Although he's definitely one of the more nefarious producer/directors of America: The Hack Space-Age Western Crusade, I must confess to a bit of a soft spot for Donald Rumsfeld. Amongst a group of coarse, blunt and demonstrably simple-minded administrators, Rumsfeld is at least a pleasantly enigmatic diversion. He is a much better speaker than the President, more in line with Cheney, but without the petrifying sneer. He routinely throws up a wall of bullshit in response to a question that would make Scotty McClellan giddy with triumphalism, and does it with none of Scotty's flopsweat. At times, while in the midst of a series of exaggerations, dodges, irrelevancies and outright falsehoods that some general will contradict two days later, the scariest thing will happen--he will say something eminently sensible.
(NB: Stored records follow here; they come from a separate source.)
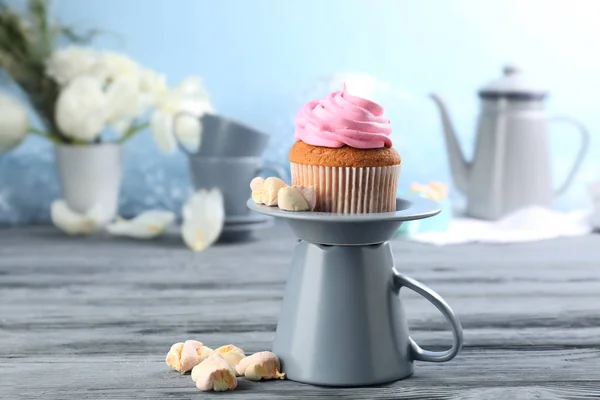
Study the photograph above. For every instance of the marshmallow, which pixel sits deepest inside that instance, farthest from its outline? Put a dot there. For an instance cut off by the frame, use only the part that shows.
(297, 198)
(309, 194)
(183, 357)
(214, 373)
(231, 354)
(271, 189)
(290, 199)
(257, 185)
(262, 365)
Those moments are like the one great golf shot you have in a round, bracketed by countless duffs into tall grass and water hazards. As you follow the meandering path of the ball, you keep getting more and more frustrated--but you keep playing, because that next great shot is coming and you have to be prepared. Rumsfeld is like that. Who can forget the immortal poetry forged by Slate writers from his press conferences? The classic:
As we know,
There are known knowns.
There are things we know we know.
We also know
There are known unknowns.
That is to say
We know there are some things
We do not know.
But there are also unknown unknowns,
The ones we don't know
We don't know.
or my favorite:
Once in a while,
I'm standing here, doing something.
And I think,
"What in the world am I doing here?"
It's a big surprise.
So it pays to hang around at a Rumsfeld briefing, because that once-a-round shot can come at any time. Like today:
Asked at a Pentagon news conference why he did not think the word insurgency applied to enemy forces in Iraq, Rumsfeld said he had "an epiphany."
"I've thought about it. And, over the weekend, I thought to myself, you know, that gives them a greater legitimacy than they seem to merit," Rumsfeld said.
Rumsfeld instead referred to the guerrillas in Iraq as "the terrorists" and "the enemies of the government." U.S. military statements also have referred to insurgents as "anti-Iraqi forces."
Merriam-Webster's Collegiate Dictionary defines an insurgent as "a person who revolts against civil authority or an established government."
Part of the Rumsfeld charm is the Rumsfeld lexicon. Trifling things like the already-extant definitions of words are annoyances to him. So the fact that a mere dictionary would dare characterize as 'insurgent' a defeated ethnic minority fighting the puppet government and their occupying overseers--well, that's just not right.
And what's the word Rummy uses to replace insurgent? Terrorist-which does have some definitional cousins to what is going on, but certainly doesn't jibe with the popular notion of a religious fanatic blowing up civilians. The insurgency is vastly secular, and concentrates on blowing up Iraqi soldiers, police and US troops. What the heck was wrong with "insurgent?" It gives them too much legitimacy, Rummy says. You know what really gives them too much legitimacy? Iraqi leaders agreeing at an Arab conference that they are legitimate--as long as they're firing at us, anyway.
I can just see Rumsfeld shaving before work, thinking about those darn insurgents and their refusal to enter their last throes, before dropping the razor and muttering, "They're not even fit to be called insurgents! From now on I shall call them "Intentional Instability Merchants." Now...what rhymes with 'merchant?'
Finally, I can't let the story go without one last Rumsfeld epigram:
Rumsfeld described the enemy in Iraq as a mixture of "foreign terrorists," Saddam loyalists, Sunni Arab "rejectionists," criminals, and "people that do it for money."
People that do it for money? Does he mean hookers? I need to read Juan Cole more closely.